A security flaw within WhatsApp may have compromised the security of the application’s 1.5 billion users this week and may not even be the last, according to the app’s competitor Telegram.
Russian entrepreneur Pavel Durov joined criticism of Whatsapp after it was revealed that everything on a WhatsApp user’s phone from their private photos, videos, to emails, and texts were open to hackers. In a blog post titled “Why WhatsApp will never be secure,” Durov explained all the reasons he was not surprised by the latest scandal to hit the Facebook-owned company.
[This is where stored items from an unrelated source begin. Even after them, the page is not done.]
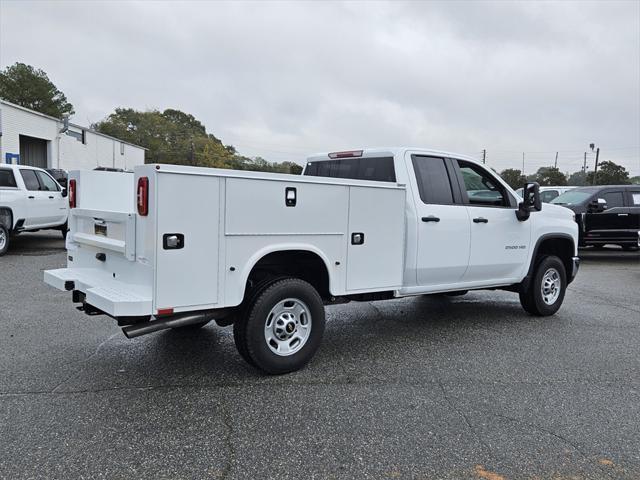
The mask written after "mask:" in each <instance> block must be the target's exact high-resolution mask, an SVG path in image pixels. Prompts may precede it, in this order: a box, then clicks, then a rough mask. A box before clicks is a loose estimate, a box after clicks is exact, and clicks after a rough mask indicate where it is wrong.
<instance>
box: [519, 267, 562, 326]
mask: <svg viewBox="0 0 640 480" xmlns="http://www.w3.org/2000/svg"><path fill="white" fill-rule="evenodd" d="M566 289H567V274H566V271H565V268H564V264H563V263H562V260H560V259H559V258H558V257H556V256H553V255H550V256H546V257H543V258H542V259H541V260H540V261H539V262H538V264H537V266H536V269H535V272H534V274H533V278H532V280H531V282H530V284H529V287H528V288H527V290H525V291H521V292H520V304H521V305H522V308H524V309H525V310H526V311H527V312H529V313H530V314H532V315H538V316H542V317H546V316H549V315H553V314H554V313H556V312H557V311H558V309H559V308H560V306H561V305H562V301H563V300H564V294H565V292H566Z"/></svg>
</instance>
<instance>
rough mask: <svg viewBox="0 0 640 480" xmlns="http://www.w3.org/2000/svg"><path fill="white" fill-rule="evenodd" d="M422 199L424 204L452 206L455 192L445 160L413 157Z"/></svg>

“WhatsApp has a consistent history – from zero encryption at its inception to a succession of security issues strangely suitable for surveillance purposes,” he wrote. “Looking back, there hasn’t been a single day in WhatsApp’s ten-year journey when this service was secure.”
The app is not open source, which means security analysts are unable to check the application for vulnerabilities within the application’s software; This allows for hackers to create backdoors into the app, which would bypass traditional security measures if WhatsApp developers do not develop the application properly.
In 2016, WhatsApp introduced encryption into the application to prevent messages from being read by anyone apart from the person sending and the person receiving them. However, security experts argue that relying on end-to-end encryption is not enough.
Durov argued, “I understand security agencies justify planting backdoors by anti-terror efforts. The problem is such backdoors can also be used by criminals and authoritarian governments. No wonder dictators seem to love WhatsApp. Its lack of security allows them to spy on their own people, so WhatsApp continues being freely available in places like Russia or Iran, where Telegram is banned by the authorities.”
Durov continues by arguing that he started working on Telegram in response to personal pressure from Russian authorities. In 2012, WhatsApp was transferring messages in plain-text, which gave everyone access to WhatsApp texts, Durov explains.
“Every time WhatsApp has to fix a critical vulnerability in their app, a new one seems to appear in its place,” Durov said. “All of their security issues are conveniently suitable for surveillance, and look and work a lot like backdoors.”
Durov believes the messaging app will never be secure unless the application changes how it works. “For WhatsApp to become a privacy-orientated service, it has to risk losing entire markets and clashing with authorities in their home country,” Durov wrote. “They don’t seem to be ready for that.”
Who is Pavel Durov?
Pavel Durov is a Russian entrepreneur who is best known for being the founder of the social networking site VK, and later the Telegram messenger app. He was dismissed as the CEO of VK in 204, and the Durov brothers have traveled the world in “self-imposed exile” as citizens of Saint Kitts and Nevis.
After he obtained Saint Kitts and Nevis citizenship through donating $250,000 to the country’s Sugar Industry Diversification Foundation, and he received $300 million in cash within Swiss banks; This allowed him to focus on creating his next company, Telegram, which was initially based in Berlin and now based in London and focuses on an encrypted messaging service.
What is the Telegram Messenger app?
According to its website, “Telegram is a cloud-based mobile and desktop messaging app with a focus on security and speed.”